Cheese, glorious cheese!



CHEESE HAS LONG been close to my heart and recently I have been working at Scotland’s finest cheesemonger, IJ Mellis, where I have been learning about all sorts of cheese, how to store it and how it’s made.

Iain Mellis opened shop in 1993 on Edinburgh’s Victoria St. and now has six branches around the country, each showcasing the very finest artisan and farmhouse cheese from France, England, Ireland, Spain, Italy and Scotland.

I am of course a huge cheese lover and the sheer quality of the produce is just incredible; getting through such a large selection has been a tough, but someone has to do it!
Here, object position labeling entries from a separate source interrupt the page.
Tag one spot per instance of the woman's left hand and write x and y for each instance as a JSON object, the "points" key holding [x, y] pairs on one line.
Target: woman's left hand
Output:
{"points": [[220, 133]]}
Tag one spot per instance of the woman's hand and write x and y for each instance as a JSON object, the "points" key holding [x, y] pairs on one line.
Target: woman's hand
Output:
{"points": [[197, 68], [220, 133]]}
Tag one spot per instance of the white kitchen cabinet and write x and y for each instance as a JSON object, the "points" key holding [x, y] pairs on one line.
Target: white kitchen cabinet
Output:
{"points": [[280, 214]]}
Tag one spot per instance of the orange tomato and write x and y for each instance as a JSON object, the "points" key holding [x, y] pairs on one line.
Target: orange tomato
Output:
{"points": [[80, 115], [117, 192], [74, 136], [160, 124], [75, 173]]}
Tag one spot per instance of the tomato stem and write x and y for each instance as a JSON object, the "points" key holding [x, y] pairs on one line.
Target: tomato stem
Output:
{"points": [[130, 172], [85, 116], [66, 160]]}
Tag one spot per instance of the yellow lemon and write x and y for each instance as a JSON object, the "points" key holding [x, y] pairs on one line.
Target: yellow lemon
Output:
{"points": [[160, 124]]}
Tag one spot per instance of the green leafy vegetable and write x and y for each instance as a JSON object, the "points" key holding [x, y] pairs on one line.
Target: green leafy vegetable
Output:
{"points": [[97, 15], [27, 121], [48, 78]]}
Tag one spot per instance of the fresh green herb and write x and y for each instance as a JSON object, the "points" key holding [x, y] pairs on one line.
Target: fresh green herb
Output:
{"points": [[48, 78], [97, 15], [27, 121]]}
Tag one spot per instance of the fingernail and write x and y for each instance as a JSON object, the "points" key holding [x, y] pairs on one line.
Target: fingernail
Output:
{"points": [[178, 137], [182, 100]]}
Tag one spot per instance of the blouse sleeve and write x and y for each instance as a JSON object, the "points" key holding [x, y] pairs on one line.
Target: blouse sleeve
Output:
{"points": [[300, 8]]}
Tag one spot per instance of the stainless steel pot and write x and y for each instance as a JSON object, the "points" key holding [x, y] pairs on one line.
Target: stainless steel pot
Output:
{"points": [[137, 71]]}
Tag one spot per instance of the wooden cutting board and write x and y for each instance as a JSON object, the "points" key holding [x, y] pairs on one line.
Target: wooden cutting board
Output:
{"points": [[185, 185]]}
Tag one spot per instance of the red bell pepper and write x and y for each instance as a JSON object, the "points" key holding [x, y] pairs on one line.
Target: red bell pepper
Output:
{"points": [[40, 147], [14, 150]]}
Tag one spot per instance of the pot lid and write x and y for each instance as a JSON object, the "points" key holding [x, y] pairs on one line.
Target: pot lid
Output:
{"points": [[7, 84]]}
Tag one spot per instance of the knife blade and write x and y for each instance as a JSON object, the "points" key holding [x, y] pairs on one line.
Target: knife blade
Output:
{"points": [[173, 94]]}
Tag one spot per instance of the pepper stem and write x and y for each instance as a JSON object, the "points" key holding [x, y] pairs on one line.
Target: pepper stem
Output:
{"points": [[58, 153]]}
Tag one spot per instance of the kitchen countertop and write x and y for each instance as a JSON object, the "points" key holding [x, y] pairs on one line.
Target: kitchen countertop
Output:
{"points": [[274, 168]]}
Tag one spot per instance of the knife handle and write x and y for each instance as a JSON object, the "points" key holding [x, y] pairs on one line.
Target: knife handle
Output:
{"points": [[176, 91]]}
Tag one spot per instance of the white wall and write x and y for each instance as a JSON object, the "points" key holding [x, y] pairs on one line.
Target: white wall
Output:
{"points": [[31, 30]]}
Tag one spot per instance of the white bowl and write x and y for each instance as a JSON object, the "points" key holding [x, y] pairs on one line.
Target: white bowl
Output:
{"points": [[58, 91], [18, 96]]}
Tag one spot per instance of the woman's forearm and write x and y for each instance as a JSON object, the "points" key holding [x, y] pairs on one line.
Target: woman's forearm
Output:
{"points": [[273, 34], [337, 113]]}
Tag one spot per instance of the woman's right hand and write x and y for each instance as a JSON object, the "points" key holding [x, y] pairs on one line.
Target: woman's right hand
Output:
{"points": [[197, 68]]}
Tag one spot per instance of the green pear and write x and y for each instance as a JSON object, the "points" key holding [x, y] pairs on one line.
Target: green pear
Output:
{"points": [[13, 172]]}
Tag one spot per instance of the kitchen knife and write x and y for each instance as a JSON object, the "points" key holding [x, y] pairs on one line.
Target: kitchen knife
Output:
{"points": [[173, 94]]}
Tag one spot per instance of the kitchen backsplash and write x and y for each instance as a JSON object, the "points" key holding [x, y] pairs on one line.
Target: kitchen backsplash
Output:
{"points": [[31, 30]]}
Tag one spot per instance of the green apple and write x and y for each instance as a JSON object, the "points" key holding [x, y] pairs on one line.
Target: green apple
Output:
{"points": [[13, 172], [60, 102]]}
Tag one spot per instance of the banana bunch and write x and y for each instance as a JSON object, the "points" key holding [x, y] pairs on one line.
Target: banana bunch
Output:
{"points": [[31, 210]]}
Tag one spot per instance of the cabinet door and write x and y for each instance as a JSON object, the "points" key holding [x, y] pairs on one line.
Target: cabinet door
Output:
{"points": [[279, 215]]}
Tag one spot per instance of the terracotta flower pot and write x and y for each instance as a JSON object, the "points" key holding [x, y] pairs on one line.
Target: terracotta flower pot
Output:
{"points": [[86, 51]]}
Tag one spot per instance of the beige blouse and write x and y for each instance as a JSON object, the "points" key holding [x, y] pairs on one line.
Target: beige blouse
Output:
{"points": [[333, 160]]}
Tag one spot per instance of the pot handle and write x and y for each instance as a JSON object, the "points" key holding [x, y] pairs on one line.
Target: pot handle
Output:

From the beautiful (and expensive) caramel coloured Mimollete to the creamy Gorgonzola from Italy to the pungent Epoisse, I have yet to find a cheese I wouldn’t buy myself.

The expertise and passion of my colleagues has been truly impressive, not just in terms of cheese knowledge but also when it comes to pairing wines, beers and other foods. 

I know cheese is expensive but if you are after a treat, then I sincerely suggest visiting one of the branches and placing yourself in the hands of the experts. You won’t find such knowledge at your local supermarket I can assure you!

I’ve taken the liberty of choosing a few of my personal favourites to recommend to my readers:

Orkney Grimbister: I’ve started local here.  This crumbly Wensleydale-esque cheese is produced from cow’s milk in a small family-run farm in Kirkwall.  It’s a very fresh, clean cheese with slight citrus note and goes well on oatcakes.

I know it’s unfashionable but I’m going to suggest a Chardonnay to accompany this cheese.

Murcia al vino: This Spanish goat’s milk cheese is a personal favourite.  As the name suggests it’s bathed in red wine during maturation which give it a rich red coloured rind.  It’s a mild cheese, creamy with a hint of salt and hard but a melt in the mouth texture. 

Perfect for a tapas board with some jamon serrano and chorizo. I recommend staying Spanish with this one and a good Rioja works perfectly with this cheese.

Dunsyre blue: This distinctive Scottish blue cheese is mellow and sharp, not too salty and with an after taste that lingers in the mouth.  I had this at the Kitchin (see review) melted down and served with crudités, which was delicious and a great idea if guests are round.

Works well with a cheeky whisky or a good Cote du Rhône.

Keen’s cheddar: I couldn’t not include a cheddar here and normally Isle of Mull cheddar is my favourite but this is fast catching it up in my opinion.  Made in Somerset with milk from their own herd, this is a nutty, complex cheese with a slight tang at the end.  The Keen family have been producing cheese since 1898 and are involved in the Slow Food initiative.


I think I’ll suggest some champagne with this one! Why not?